Intel’s triangular finfets suffer a severe performance disadvantage to rectangular finfets and a further disadvantage in respect to SOI finfets, says Professor Asen Asenov of Glasgow University who is the CEO of Gold Standard Simulations.
“Intel may have technological reasons for adopting this shape but by doing so you reduce performance by 12-15%,” Asenov tells me.
With IBM licensing a potentially higher performing finfet design to UMC, Asenov’s findings raise the prospect of Intel having to go back to the drawing board and re-engineer its finfets. That would set Intel’s product and process technology plans back by a year or more.

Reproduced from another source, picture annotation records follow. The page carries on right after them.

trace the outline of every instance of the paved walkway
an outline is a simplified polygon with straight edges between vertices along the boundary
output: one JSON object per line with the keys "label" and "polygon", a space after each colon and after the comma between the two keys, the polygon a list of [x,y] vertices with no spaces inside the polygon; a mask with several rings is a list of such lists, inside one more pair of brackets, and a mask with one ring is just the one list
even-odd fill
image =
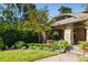
{"label": "paved walkway", "polygon": [[56,56],[38,59],[36,62],[77,62],[79,55],[72,53],[62,53]]}

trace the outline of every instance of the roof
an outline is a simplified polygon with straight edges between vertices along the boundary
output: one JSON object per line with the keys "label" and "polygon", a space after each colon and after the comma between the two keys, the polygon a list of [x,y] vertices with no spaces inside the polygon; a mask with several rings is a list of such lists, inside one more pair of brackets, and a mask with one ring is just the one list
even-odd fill
{"label": "roof", "polygon": [[52,23],[52,26],[68,24],[68,23],[82,22],[82,21],[88,20],[88,13],[65,13],[65,14],[60,14],[58,18],[61,18],[63,15],[71,15],[71,18],[56,21]]}

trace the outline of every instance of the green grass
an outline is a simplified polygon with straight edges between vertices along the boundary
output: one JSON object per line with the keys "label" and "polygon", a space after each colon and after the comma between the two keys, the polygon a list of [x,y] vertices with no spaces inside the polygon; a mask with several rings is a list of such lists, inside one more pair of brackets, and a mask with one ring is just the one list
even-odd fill
{"label": "green grass", "polygon": [[0,52],[0,62],[32,62],[56,55],[57,52],[40,50],[16,50]]}

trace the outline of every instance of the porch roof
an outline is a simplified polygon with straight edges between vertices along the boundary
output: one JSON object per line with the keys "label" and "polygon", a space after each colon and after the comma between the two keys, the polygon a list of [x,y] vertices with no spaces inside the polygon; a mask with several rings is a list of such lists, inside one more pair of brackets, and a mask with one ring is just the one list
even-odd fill
{"label": "porch roof", "polygon": [[62,24],[68,24],[68,23],[76,23],[76,22],[82,22],[88,20],[88,13],[66,13],[61,14],[58,18],[61,18],[62,15],[71,15],[71,18],[67,18],[60,21],[56,21],[52,23],[51,26],[58,26]]}

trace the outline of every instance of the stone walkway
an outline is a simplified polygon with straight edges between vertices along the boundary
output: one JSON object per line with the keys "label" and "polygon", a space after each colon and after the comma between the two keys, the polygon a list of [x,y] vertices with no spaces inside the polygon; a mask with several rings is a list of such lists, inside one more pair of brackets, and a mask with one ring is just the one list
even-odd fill
{"label": "stone walkway", "polygon": [[80,55],[72,53],[62,53],[56,56],[38,59],[36,62],[78,62]]}

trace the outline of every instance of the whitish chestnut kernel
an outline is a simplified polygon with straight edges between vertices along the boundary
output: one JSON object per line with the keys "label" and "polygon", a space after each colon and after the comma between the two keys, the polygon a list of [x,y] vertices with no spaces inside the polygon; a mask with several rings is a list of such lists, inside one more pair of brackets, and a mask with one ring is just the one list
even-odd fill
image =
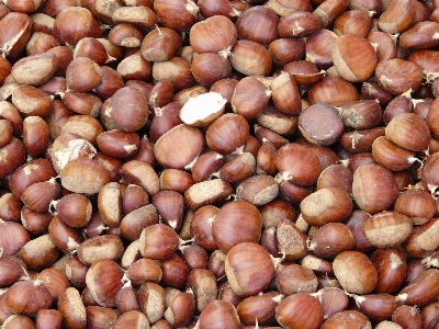
{"label": "whitish chestnut kernel", "polygon": [[180,110],[180,118],[190,126],[207,126],[224,112],[226,100],[216,92],[190,98]]}
{"label": "whitish chestnut kernel", "polygon": [[359,251],[344,251],[333,262],[334,274],[351,294],[369,294],[378,283],[378,272],[370,259]]}
{"label": "whitish chestnut kernel", "polygon": [[317,329],[323,324],[323,316],[322,304],[305,293],[283,298],[275,309],[275,319],[285,328]]}

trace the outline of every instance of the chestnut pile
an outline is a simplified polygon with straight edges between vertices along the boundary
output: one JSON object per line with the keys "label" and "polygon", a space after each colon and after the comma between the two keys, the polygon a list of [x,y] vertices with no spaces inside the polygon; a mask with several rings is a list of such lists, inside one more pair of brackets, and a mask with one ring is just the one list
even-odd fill
{"label": "chestnut pile", "polygon": [[439,0],[4,0],[1,328],[439,328],[438,47]]}

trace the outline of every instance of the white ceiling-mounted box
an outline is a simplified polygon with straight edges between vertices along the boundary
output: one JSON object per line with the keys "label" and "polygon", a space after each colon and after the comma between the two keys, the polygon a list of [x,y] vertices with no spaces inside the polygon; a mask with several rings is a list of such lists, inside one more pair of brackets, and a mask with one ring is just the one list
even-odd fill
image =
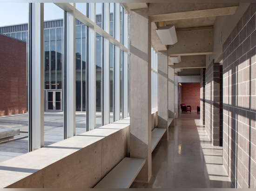
{"label": "white ceiling-mounted box", "polygon": [[182,71],[183,69],[182,68],[175,68],[174,69],[174,72],[180,72],[181,71]]}
{"label": "white ceiling-mounted box", "polygon": [[172,63],[179,63],[182,61],[182,58],[180,56],[169,56],[169,59]]}
{"label": "white ceiling-mounted box", "polygon": [[161,26],[156,31],[164,45],[174,45],[178,42],[174,25]]}

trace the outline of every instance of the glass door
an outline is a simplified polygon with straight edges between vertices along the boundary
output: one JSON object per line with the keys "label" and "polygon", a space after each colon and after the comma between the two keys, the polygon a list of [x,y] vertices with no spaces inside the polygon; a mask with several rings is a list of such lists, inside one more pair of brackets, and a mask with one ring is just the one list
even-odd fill
{"label": "glass door", "polygon": [[47,91],[47,111],[61,111],[61,91]]}

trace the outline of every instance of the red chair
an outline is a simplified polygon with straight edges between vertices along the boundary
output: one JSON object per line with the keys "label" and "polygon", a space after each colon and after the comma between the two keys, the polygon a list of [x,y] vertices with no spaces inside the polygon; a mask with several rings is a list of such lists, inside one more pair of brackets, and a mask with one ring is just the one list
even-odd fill
{"label": "red chair", "polygon": [[191,107],[190,105],[186,105],[185,104],[182,103],[181,104],[181,108],[182,108],[182,112],[190,111],[191,112]]}

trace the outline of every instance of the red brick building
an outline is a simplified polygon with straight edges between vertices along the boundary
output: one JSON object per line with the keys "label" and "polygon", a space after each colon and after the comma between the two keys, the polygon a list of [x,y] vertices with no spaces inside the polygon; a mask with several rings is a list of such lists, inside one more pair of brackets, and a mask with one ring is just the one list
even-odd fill
{"label": "red brick building", "polygon": [[200,83],[182,83],[182,103],[191,106],[192,111],[196,111],[200,105]]}
{"label": "red brick building", "polygon": [[0,34],[0,116],[26,113],[27,44]]}

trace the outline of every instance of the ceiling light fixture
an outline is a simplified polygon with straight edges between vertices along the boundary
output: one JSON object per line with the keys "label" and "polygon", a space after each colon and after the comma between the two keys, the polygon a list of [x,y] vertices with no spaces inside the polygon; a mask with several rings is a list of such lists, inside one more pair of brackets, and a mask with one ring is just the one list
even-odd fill
{"label": "ceiling light fixture", "polygon": [[182,59],[180,56],[177,56],[175,57],[169,56],[169,59],[172,62],[172,63],[179,63],[182,61]]}
{"label": "ceiling light fixture", "polygon": [[164,45],[174,45],[178,42],[174,25],[161,26],[156,31]]}

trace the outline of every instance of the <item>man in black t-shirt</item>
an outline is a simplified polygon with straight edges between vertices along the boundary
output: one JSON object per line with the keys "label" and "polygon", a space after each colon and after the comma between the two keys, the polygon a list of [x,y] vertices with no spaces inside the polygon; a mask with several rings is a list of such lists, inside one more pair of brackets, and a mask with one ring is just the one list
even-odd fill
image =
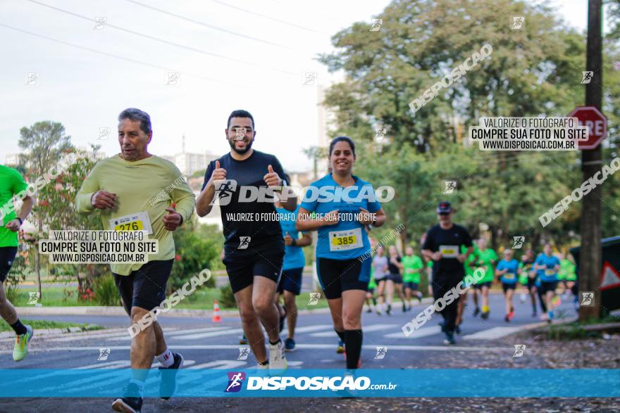
{"label": "man in black t-shirt", "polygon": [[[442,202],[437,207],[439,224],[426,233],[422,246],[422,254],[433,260],[433,293],[435,301],[443,297],[453,287],[463,281],[465,269],[463,262],[473,250],[471,236],[463,227],[452,223],[452,208],[449,202]],[[461,246],[467,247],[461,254]],[[444,318],[442,331],[446,335],[445,343],[454,344],[454,323],[459,307],[459,298],[442,310]]]}
{"label": "man in black t-shirt", "polygon": [[[248,343],[259,369],[283,370],[287,362],[273,296],[282,273],[284,239],[273,198],[287,182],[280,178],[284,171],[277,158],[252,149],[256,134],[249,112],[230,114],[225,129],[230,152],[207,167],[196,211],[204,217],[219,200],[225,238],[223,262]],[[290,196],[280,202],[293,211],[297,201]],[[268,359],[261,324],[269,338]]]}

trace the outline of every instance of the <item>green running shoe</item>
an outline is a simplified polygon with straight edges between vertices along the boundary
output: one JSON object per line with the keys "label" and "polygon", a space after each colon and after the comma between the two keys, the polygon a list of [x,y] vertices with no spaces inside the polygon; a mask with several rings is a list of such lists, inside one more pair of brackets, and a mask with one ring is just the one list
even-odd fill
{"label": "green running shoe", "polygon": [[24,360],[24,357],[28,354],[28,342],[32,338],[35,330],[32,327],[26,324],[26,333],[20,334],[16,337],[15,347],[13,349],[13,360],[16,362]]}

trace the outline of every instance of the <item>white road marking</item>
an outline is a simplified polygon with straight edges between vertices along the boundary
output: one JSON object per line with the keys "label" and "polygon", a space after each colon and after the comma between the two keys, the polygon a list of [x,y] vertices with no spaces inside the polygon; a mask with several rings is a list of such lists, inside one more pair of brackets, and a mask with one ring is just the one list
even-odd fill
{"label": "white road marking", "polygon": [[[168,328],[163,329],[163,333],[164,334],[170,334],[171,333],[173,333],[175,331],[175,330],[176,330],[176,329],[168,329]],[[79,334],[79,333],[78,333],[78,334]],[[77,334],[65,334],[65,336],[63,337],[49,338],[46,341],[73,341],[78,340],[80,338],[83,339],[83,340],[87,340],[87,339],[92,340],[94,338],[106,338],[108,340],[111,340],[111,339],[113,339],[113,338],[111,338],[113,337],[119,337],[119,338],[126,337],[128,339],[130,339],[130,337],[129,336],[129,332],[127,331],[126,329],[125,329],[124,331],[116,331],[116,332],[112,332],[112,333],[100,333],[99,334],[91,334],[91,335],[82,334],[80,336],[78,336]]]}
{"label": "white road marking", "polygon": [[463,336],[463,340],[495,340],[519,331],[521,327],[493,327]]}
{"label": "white road marking", "polygon": [[196,364],[195,366],[192,366],[189,369],[195,370],[197,369],[236,369],[237,367],[240,367],[244,364],[247,364],[247,362],[244,362],[243,360],[215,360],[213,362],[209,362],[208,363],[203,363],[202,364]]}
{"label": "white road marking", "polygon": [[[174,338],[178,336],[180,337],[190,337],[192,333],[216,333],[217,331],[221,331],[223,330],[228,330],[232,327],[211,327],[208,329],[177,329],[174,331],[166,332],[166,330],[163,331],[164,336],[166,338]],[[185,336],[185,334],[189,334],[190,336]],[[217,334],[215,334],[217,335]],[[129,333],[125,332],[125,334],[118,335],[116,337],[113,337],[108,338],[110,341],[129,341],[131,340],[131,337],[129,335]]]}
{"label": "white road marking", "polygon": [[441,333],[441,327],[439,326],[431,326],[430,327],[426,327],[424,329],[420,329],[419,330],[416,330],[413,333],[411,333],[410,336],[405,337],[404,333],[401,331],[398,333],[392,333],[390,334],[385,334],[383,336],[386,338],[418,338],[419,337],[426,337],[427,336],[433,336],[434,334],[438,334]]}
{"label": "white road marking", "polygon": [[[314,348],[314,349],[323,349],[326,348],[328,350],[334,349],[334,344],[298,344],[297,345],[297,348]],[[375,345],[366,345],[363,346],[364,349],[372,350],[373,351],[376,350],[377,346]],[[503,347],[455,347],[454,345],[452,346],[441,346],[441,345],[388,345],[390,350],[416,350],[416,351],[422,351],[422,350],[438,350],[438,351],[469,351],[469,352],[476,352],[476,351],[514,351],[514,349],[512,348],[507,348]],[[129,345],[117,345],[116,347],[110,347],[111,350],[129,350],[130,347]],[[174,345],[175,350],[238,350],[239,346],[235,345],[226,345],[226,344],[202,344],[202,345]],[[47,351],[99,351],[99,347],[56,347],[56,348],[32,348],[29,349],[28,351],[30,352],[44,352]],[[0,350],[0,354],[12,354],[12,350]]]}
{"label": "white road marking", "polygon": [[[326,330],[329,329],[331,331],[328,333],[323,333],[323,334],[329,334],[329,336],[334,335],[335,336],[335,333],[334,332],[334,326],[333,324],[321,324],[318,326],[307,326],[306,327],[297,327],[295,328],[295,334],[297,333],[308,333],[309,331],[316,331],[318,330]],[[288,334],[288,329],[285,329],[282,331],[282,333],[280,333],[280,336],[285,336]]]}
{"label": "white road marking", "polygon": [[[330,326],[333,329],[333,326]],[[380,330],[387,330],[388,329],[397,329],[398,327],[397,324],[373,324],[372,326],[362,326],[361,329],[364,333],[370,332],[370,331],[379,331]],[[295,333],[297,332],[297,330],[295,330]],[[332,329],[331,331],[325,331],[323,333],[314,333],[310,334],[311,337],[334,337],[337,338],[335,331]]]}
{"label": "white road marking", "polygon": [[117,360],[116,362],[99,362],[94,364],[88,364],[87,366],[80,366],[79,367],[73,367],[71,370],[84,370],[86,369],[120,369],[121,367],[128,367],[131,365],[129,360]]}

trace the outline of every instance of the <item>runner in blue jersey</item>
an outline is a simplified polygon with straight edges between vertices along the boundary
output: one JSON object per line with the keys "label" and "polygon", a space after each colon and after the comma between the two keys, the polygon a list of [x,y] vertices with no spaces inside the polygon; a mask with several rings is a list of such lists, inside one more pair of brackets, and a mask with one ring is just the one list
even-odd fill
{"label": "runner in blue jersey", "polygon": [[504,317],[504,321],[506,322],[512,320],[514,316],[512,297],[516,288],[517,275],[520,272],[519,261],[513,258],[512,255],[512,250],[504,250],[504,259],[497,263],[497,267],[495,268],[495,275],[502,281],[502,288],[504,289],[504,296],[506,298],[506,316]]}
{"label": "runner in blue jersey", "polygon": [[552,254],[550,244],[545,244],[543,253],[536,258],[534,267],[540,279],[540,294],[547,305],[547,314],[542,314],[542,319],[551,322],[553,319],[553,297],[557,286],[557,272],[559,269],[559,260]]}
{"label": "runner in blue jersey", "polygon": [[[290,182],[290,178],[285,174],[284,179]],[[278,215],[280,226],[284,234],[284,264],[282,266],[282,277],[275,291],[275,303],[280,311],[280,331],[284,327],[285,319],[288,327],[288,336],[284,341],[287,351],[295,350],[295,326],[297,324],[297,306],[295,296],[302,292],[302,274],[306,266],[303,247],[312,244],[312,236],[307,232],[299,232],[295,228],[295,220],[299,211],[298,206],[294,211],[289,211],[283,208],[282,204],[275,202],[275,210]],[[299,238],[299,235],[302,235]],[[284,305],[280,305],[280,297],[284,296]]]}
{"label": "runner in blue jersey", "polygon": [[299,231],[318,231],[318,279],[334,329],[345,342],[347,369],[360,366],[361,310],[371,262],[364,227],[380,227],[385,222],[372,185],[352,174],[355,160],[350,138],[338,136],[331,141],[332,172],[309,187],[297,222]]}

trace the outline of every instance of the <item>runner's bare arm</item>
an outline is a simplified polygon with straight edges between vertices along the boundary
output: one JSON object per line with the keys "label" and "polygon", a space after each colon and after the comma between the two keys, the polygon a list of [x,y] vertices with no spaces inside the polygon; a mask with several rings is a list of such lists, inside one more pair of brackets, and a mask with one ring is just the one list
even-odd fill
{"label": "runner's bare arm", "polygon": [[196,198],[196,213],[199,217],[204,217],[210,212],[213,205],[211,201],[216,195],[216,181],[223,181],[226,179],[226,170],[220,167],[220,162],[216,161],[216,167],[206,183],[204,189],[200,191]]}
{"label": "runner's bare arm", "polygon": [[[35,198],[30,195],[25,195],[23,201],[23,204],[22,204],[22,209],[20,210],[20,213],[17,215],[14,220],[9,221],[4,226],[5,228],[13,232],[16,232],[19,229],[22,223],[25,220],[26,217],[30,213],[32,205],[35,204]],[[21,222],[18,218],[21,220]]]}
{"label": "runner's bare arm", "polygon": [[[99,164],[97,164],[99,165]],[[86,179],[82,182],[80,191],[75,195],[75,210],[81,213],[89,213],[94,210],[95,207],[92,205],[93,196],[101,189],[97,178],[97,165],[94,166]]]}
{"label": "runner's bare arm", "polygon": [[[180,174],[180,171],[175,171],[176,177],[182,176]],[[174,209],[182,218],[181,224],[187,222],[192,217],[192,214],[194,213],[196,197],[185,179],[182,179],[180,184],[175,185],[170,196],[172,198],[172,203],[175,205]]]}

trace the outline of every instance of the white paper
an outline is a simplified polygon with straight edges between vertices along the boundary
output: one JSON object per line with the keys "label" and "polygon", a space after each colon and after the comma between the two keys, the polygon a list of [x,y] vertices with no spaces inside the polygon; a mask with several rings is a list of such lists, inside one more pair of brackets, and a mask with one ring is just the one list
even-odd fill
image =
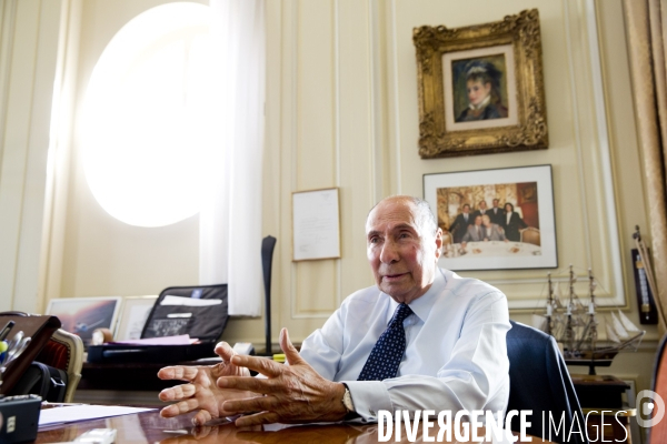
{"label": "white paper", "polygon": [[39,426],[98,420],[100,417],[130,415],[156,408],[123,407],[118,405],[72,405],[44,408],[39,414]]}
{"label": "white paper", "polygon": [[185,305],[185,306],[209,306],[220,305],[221,299],[192,299],[182,296],[166,295],[160,305]]}
{"label": "white paper", "polygon": [[292,194],[293,260],[340,258],[338,189]]}
{"label": "white paper", "polygon": [[143,340],[115,341],[109,344],[121,345],[189,345],[195,344],[199,340],[190,337],[189,334],[179,334],[176,336],[147,337]]}

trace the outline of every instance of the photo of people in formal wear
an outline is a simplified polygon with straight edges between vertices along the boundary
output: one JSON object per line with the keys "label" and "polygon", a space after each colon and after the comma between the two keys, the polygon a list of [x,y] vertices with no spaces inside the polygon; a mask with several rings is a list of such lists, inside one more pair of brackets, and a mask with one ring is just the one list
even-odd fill
{"label": "photo of people in formal wear", "polygon": [[437,189],[447,258],[540,255],[537,182]]}
{"label": "photo of people in formal wear", "polygon": [[505,54],[454,60],[451,70],[455,122],[508,117]]}

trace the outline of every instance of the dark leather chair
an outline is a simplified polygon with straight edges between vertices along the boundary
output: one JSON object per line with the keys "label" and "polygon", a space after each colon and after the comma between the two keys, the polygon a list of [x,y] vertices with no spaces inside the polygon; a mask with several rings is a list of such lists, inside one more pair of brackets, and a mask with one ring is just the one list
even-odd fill
{"label": "dark leather chair", "polygon": [[[507,332],[509,359],[509,402],[507,411],[531,410],[526,433],[560,443],[588,444],[586,423],[575,386],[567,372],[556,340],[537,329],[510,321]],[[549,414],[552,417],[549,436]],[[575,418],[577,415],[577,418]],[[560,420],[564,417],[564,426]],[[510,428],[519,432],[519,417]],[[560,431],[557,433],[557,427]],[[570,434],[570,430],[573,433]]]}

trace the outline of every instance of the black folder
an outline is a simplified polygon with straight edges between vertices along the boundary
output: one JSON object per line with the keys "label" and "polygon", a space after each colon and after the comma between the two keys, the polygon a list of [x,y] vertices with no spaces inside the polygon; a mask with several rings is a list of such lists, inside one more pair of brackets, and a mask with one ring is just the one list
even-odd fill
{"label": "black folder", "polygon": [[227,284],[170,286],[160,292],[148,315],[141,339],[189,334],[201,343],[191,345],[103,344],[88,347],[88,362],[177,363],[215,356],[228,314]]}

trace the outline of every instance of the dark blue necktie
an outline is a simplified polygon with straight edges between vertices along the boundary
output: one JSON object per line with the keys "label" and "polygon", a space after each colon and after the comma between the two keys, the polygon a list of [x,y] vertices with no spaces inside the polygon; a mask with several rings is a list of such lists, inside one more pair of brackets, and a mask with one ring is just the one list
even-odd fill
{"label": "dark blue necktie", "polygon": [[396,377],[398,366],[406,351],[406,331],[402,322],[412,314],[406,304],[400,304],[394,312],[389,326],[380,335],[364,364],[357,381],[384,381]]}

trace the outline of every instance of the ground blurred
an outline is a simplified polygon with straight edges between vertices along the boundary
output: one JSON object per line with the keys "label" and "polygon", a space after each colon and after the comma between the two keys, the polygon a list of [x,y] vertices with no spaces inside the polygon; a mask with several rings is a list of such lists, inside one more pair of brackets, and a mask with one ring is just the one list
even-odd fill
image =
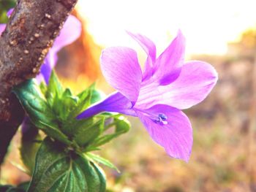
{"label": "ground blurred", "polygon": [[[151,139],[139,120],[130,118],[130,131],[100,152],[121,171],[118,173],[104,167],[110,191],[243,192],[253,188],[256,175],[249,166],[255,155],[250,150],[249,111],[256,65],[255,39],[255,31],[248,31],[240,42],[229,45],[225,55],[192,56],[192,59],[211,64],[219,80],[203,102],[185,111],[194,128],[189,163],[168,157]],[[99,80],[98,86],[111,92],[100,76],[100,50],[85,33],[79,41],[62,50],[57,72],[64,84],[81,90]],[[3,183],[29,180],[13,165],[19,164],[19,139],[18,133],[1,170]]]}

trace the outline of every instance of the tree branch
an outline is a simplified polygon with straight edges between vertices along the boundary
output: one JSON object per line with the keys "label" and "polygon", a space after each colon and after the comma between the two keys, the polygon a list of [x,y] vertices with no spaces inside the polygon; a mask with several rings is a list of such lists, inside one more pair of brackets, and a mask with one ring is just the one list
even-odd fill
{"label": "tree branch", "polygon": [[0,164],[24,115],[12,88],[39,72],[77,1],[20,0],[0,37]]}

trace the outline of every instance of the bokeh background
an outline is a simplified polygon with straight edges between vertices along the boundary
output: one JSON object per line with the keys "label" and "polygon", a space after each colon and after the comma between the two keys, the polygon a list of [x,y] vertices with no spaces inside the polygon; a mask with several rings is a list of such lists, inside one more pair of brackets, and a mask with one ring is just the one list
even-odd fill
{"label": "bokeh background", "polygon": [[[185,110],[194,128],[189,163],[167,156],[139,120],[129,118],[130,131],[99,152],[121,170],[104,168],[109,191],[256,191],[256,1],[78,1],[72,14],[83,22],[83,34],[59,53],[56,66],[61,81],[75,91],[94,82],[106,93],[113,91],[99,69],[105,47],[134,48],[143,66],[146,55],[126,30],[151,38],[159,54],[180,28],[187,37],[187,59],[211,64],[219,76],[208,98]],[[10,4],[0,0],[1,22]],[[1,169],[1,183],[29,180],[17,167],[19,139],[18,133]]]}

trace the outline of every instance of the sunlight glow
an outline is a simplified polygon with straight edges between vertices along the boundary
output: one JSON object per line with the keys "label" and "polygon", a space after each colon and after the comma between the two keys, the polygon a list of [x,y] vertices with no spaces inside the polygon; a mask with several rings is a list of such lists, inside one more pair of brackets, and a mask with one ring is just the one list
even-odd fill
{"label": "sunlight glow", "polygon": [[104,47],[136,47],[127,30],[151,38],[161,53],[181,28],[188,54],[225,54],[227,42],[255,26],[255,0],[81,0],[78,8]]}

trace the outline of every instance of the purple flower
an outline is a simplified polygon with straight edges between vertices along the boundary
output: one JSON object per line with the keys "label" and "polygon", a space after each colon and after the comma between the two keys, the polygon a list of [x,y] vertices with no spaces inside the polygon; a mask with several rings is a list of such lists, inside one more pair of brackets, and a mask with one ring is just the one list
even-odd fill
{"label": "purple flower", "polygon": [[[8,17],[12,14],[13,9],[8,11]],[[0,24],[0,35],[4,31],[6,24]],[[59,36],[56,39],[53,47],[50,49],[41,66],[41,72],[37,76],[37,81],[45,80],[48,84],[51,71],[55,66],[57,60],[57,53],[63,47],[75,42],[81,34],[81,23],[74,16],[69,15],[65,22]]]}
{"label": "purple flower", "polygon": [[82,26],[80,22],[74,16],[69,15],[59,36],[56,39],[53,47],[47,54],[41,72],[37,75],[38,81],[44,80],[48,84],[51,71],[57,63],[57,53],[64,47],[75,42],[80,35]]}
{"label": "purple flower", "polygon": [[137,116],[169,155],[188,161],[192,130],[181,110],[202,101],[216,84],[217,73],[205,62],[184,62],[185,39],[181,31],[157,58],[153,42],[144,36],[129,34],[148,55],[144,72],[132,49],[116,47],[103,50],[102,73],[118,92],[83,112],[78,118],[104,111]]}

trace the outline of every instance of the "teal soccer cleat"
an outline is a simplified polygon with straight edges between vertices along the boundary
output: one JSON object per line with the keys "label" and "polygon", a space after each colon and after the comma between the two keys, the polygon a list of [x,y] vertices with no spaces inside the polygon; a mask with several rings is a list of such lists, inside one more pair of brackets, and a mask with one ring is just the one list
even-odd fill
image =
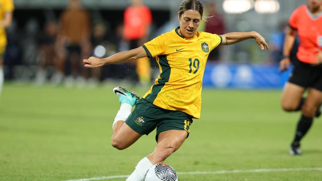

In a paper on the GSS website, Asenov points out that, while Intel bulk FinFETs have 12%-15% less performance than equivalent rectangular bulk FinFET, compared to rectangular ‘bulk’ FinFETs, rectangular SOI FinFETs have either 5% higher drive current at equivalent threshold voltage and leakage, or 2.5 times less leakage at equivalent on current.
“Bearing in mind that it is easier to make rectangular SOI FinFETs than rectangular bulk FinFETs, moving from triangular Intel bulk FinFETs to rectangular SOI FinFETs can deliver approximately 20% performance improvement,” says Asenov.
Asked why he thinks Intel has adopted this disadvantageous shape, Asenov replies: “We have very little solid knowledge. Maybe there’s a technological reason associated with the deposition of HK gate dielectric over vertical walls.”
“IBM can make nice rectangular shaped vertical walls,” adds Asenov.
This could be a problem for Intel because IBM has licensed its technology to UMC, the No.2 foundry.
Meanwhile Gobalfoundries, the No.3 foundry, is preparing SOI technology.
“There has never been a time in my life, and I’ve been in this business for 35 years, when it’s been so exciting and so complicated,” says Asenov, “companies will have to decide on the different technologies and these will be very expensive decisions. It will also mean very difficult decisions for the fabless companies.”
If Intel has to go back and re-engineer its finfets, it will lose the process technology advantage it currently enjoys. If it decides not to to re-engineer its finfets, Intel could find its process technology produces ICs which under-perform ICs made on the finfet processes which will be deployed at the key foundries.